Enterprise security company Proofpoint has observed an increase in attacks ranging from credential phishing, malicious attachments and links, business email compromise (BEC), fake landing pages, downloaders, spam, and malware and ransomware strains, all using fear to try to convince potential victims to click. They have identified cyber-criminals sending over 200,000 emails per campaign, and the number of campaigns each day has increased from an average of one to three or four in the last five weeks.
“Approximately 70% of the emails Proofpoint’s threat team has uncovered deliver malware and a further 30% aim to steal the victim’s credentials,” said Sherrod DeGrippo, senior director of threat research and detection at Proofpoint. “The COVID-19 lures we’ve observed are truly social engineering at scale. They know people are looking for safety information and are more likely to click on potentially malicious links or download attachments. This increase underscores just how appealing global news can be for cyber-criminals.”

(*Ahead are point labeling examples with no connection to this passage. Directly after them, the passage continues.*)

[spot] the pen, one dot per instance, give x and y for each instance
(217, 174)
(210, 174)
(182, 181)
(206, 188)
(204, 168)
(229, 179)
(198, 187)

Onsite enterprise networks do catch some of these attacks but the most significant security benefit of being in the office is the mindset of the employees themselves. Due to corporate cybersecurity training initiatives, and a more formal business environment, makes us more vigilant in general. At home, however, we are more casual and that mindset extends to cybersecurity, including what we might trust and click on. And then there’s all the panic and confusion around coronavirus.

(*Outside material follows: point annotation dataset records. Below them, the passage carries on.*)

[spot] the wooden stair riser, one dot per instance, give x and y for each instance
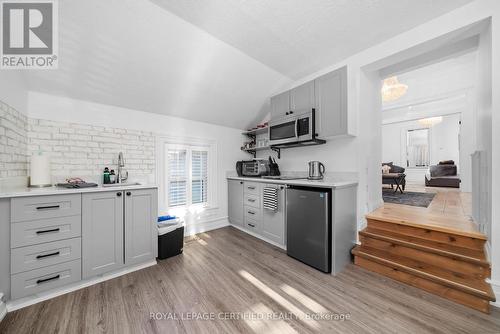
(424, 284)
(428, 234)
(438, 275)
(456, 268)
(471, 255)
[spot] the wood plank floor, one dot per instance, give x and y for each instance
(228, 271)
(448, 201)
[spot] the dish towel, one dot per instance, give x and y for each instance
(271, 198)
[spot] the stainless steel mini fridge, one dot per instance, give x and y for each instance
(308, 212)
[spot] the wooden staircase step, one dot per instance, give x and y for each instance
(434, 249)
(424, 284)
(422, 218)
(477, 288)
(423, 232)
(466, 254)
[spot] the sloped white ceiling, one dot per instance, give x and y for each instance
(299, 37)
(216, 61)
(134, 54)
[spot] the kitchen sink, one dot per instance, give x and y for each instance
(124, 184)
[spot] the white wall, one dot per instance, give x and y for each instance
(54, 108)
(444, 144)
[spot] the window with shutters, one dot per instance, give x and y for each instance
(187, 175)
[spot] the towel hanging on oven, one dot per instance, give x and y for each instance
(271, 198)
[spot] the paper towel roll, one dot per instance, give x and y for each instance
(40, 175)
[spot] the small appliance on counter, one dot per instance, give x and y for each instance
(76, 182)
(40, 173)
(253, 168)
(316, 170)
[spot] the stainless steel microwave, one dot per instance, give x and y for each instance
(292, 129)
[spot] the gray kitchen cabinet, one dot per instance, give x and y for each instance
(273, 222)
(280, 105)
(102, 232)
(302, 98)
(331, 104)
(235, 202)
(140, 226)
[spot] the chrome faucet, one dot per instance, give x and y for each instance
(121, 163)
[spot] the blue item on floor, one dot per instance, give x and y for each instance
(167, 217)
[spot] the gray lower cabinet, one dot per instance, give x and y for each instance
(273, 221)
(140, 226)
(102, 232)
(247, 212)
(235, 202)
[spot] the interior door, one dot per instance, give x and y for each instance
(102, 232)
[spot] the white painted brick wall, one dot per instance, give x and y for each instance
(13, 138)
(80, 150)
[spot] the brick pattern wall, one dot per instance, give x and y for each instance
(13, 138)
(79, 150)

“Malicious actors will leverage the intense focus placed on the virus and the fear and panic it creates. In an environment where people are stressed and hungry for more information, there is a lack of commitment to security best practices,” explains Cyber Risk Implications of theCoronavirus Outbreak from AON. “This is the time for organizations to remind employees of the need for vigilance and the dangers of opening attachments and links from untrusted sources. Running a simulated spear-phishing campaign can also demonstrate the level of resilience to these attacks.”

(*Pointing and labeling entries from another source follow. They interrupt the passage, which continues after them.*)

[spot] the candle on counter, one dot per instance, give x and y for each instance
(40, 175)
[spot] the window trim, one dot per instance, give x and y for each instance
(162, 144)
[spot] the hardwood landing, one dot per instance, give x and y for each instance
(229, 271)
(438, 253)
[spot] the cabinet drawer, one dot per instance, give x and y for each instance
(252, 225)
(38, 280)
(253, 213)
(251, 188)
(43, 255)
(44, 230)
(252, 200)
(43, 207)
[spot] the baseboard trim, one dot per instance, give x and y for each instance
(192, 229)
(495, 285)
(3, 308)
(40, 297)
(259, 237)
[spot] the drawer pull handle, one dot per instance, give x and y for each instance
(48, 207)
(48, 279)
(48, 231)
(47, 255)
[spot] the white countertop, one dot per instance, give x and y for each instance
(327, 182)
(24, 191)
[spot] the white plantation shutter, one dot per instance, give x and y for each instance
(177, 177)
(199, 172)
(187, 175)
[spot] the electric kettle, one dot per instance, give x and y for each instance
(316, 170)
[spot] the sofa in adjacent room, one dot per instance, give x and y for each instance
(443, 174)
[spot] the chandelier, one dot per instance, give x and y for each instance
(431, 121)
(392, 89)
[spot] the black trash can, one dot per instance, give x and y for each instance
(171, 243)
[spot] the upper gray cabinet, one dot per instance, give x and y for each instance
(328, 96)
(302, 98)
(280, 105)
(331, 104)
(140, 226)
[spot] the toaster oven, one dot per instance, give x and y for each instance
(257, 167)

Now is not the perfect time to redesign your cybersecurity but better now than later. For those unprepared to support a remote workforce cybersecurity must be challenging, but a quick migration to available Bring-Your-Own-Device (BYOD) standards presents a makeshift option. Another pragmatic approach to being unprepared is to anticipate problems, using Endpoint Detection and Response (EDR) software to quarantine workstations remotely, limiting the potential for malicious actors to move through the network. While rehearsing Business Continuity Plans (BCP) and senior management response through crisis simulations that focus on cyber scenarios offers an enterprise risk approach to avert catastrophe.
For facilities management, the evolution to smart buildings has brought all the benefits and vulnerabilities of connectivity to spaces and things via the BIoT, quickly making cybersecurity one of the leading barrier to IoT adoption. This resistance has gradually declined over the years as IoT benefits shone brighter, but as the BIoT continues to expand so does the attack surface and network vulnerability.
“Over time, more smart building systems and devices are progressively connecting to the internet, and interconnections between building systems for different building applications are increasing too, creating a multitude of new potential points of vulnerability,” explains our new BIoT market report.
“Customers and vendors alike must be diligent in best-practice cybersecurity protocols and establishing requirements for mitigating risks with new intelligent building investments. Every vendor will tell clients that they adhere to industry best-practice, but end-users need to do their own due diligence to establish the vendors’ cyber credentials.”